Abstract

In order to select mutants that would help to characterize the post-transcriptional regulation of rpsA, we constructed a strain in which the growth rate on lactose minimal medium is determined by the amount of an rpsA-lacZ' alpha-fragment fusion protein produced, even when this is encoded by a high-copy-number plasmid. In the parental strain, synthesis of the fusion protein is repressed by a wild-type rpsA gene, present on a compatible plasmid.
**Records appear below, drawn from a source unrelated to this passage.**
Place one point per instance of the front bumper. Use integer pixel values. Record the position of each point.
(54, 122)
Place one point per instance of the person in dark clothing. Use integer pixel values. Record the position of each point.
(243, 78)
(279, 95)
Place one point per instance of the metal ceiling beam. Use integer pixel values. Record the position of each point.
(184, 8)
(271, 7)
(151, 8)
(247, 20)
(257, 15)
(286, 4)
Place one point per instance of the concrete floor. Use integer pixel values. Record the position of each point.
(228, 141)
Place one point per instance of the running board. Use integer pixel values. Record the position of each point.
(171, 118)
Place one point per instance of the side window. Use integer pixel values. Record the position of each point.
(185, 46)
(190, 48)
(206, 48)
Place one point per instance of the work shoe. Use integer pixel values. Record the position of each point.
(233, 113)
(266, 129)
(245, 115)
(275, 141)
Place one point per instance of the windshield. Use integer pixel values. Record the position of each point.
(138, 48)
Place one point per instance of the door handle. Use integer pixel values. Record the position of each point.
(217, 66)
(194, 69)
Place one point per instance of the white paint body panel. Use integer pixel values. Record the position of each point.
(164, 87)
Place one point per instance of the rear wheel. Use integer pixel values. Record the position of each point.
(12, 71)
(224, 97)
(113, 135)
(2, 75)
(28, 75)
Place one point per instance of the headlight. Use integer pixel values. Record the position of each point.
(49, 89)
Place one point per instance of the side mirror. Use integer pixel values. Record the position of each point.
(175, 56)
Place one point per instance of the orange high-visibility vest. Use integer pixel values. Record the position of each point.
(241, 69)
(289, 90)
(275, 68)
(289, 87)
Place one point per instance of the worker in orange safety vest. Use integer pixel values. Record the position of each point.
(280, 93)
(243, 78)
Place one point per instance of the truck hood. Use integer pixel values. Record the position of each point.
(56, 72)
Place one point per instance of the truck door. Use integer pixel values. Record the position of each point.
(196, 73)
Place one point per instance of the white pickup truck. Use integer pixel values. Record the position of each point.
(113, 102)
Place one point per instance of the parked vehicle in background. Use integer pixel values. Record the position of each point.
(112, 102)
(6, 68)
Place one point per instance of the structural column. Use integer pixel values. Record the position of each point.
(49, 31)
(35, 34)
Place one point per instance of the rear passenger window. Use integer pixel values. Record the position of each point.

Twenty-eight spontaneous and independent mutants, all of them mapping in the rpsA leader region, were isolated as strains that showed higher growth rates, on lactose medium, due to increased synthesis of the rpsA-lacZ' fusion protein. Among these mutants only three sequence changes were found, mapping 9, 10 and 27 bases upstream of the rpsA start codon. At both the -9 and -10 positions an A to G transition and at -27 a C to G transversion all resulted in a sequence with better complementarity to the 3' end of 16S rRNA. We also isolated two mutations mapping in the plasmid-encoded rpsA structural gene: an ochre nonsense mutation in codon 15 of the rpsA gene and a frameshift mutation, deleting the T residue at position +1186. To facilitate the in vitro assay of alpha-fragment activity we also constructed a strain that overproduces the alpha-acceptor fragment four-fold relative to a strain that is diploid for this lacZ delta M15 allele.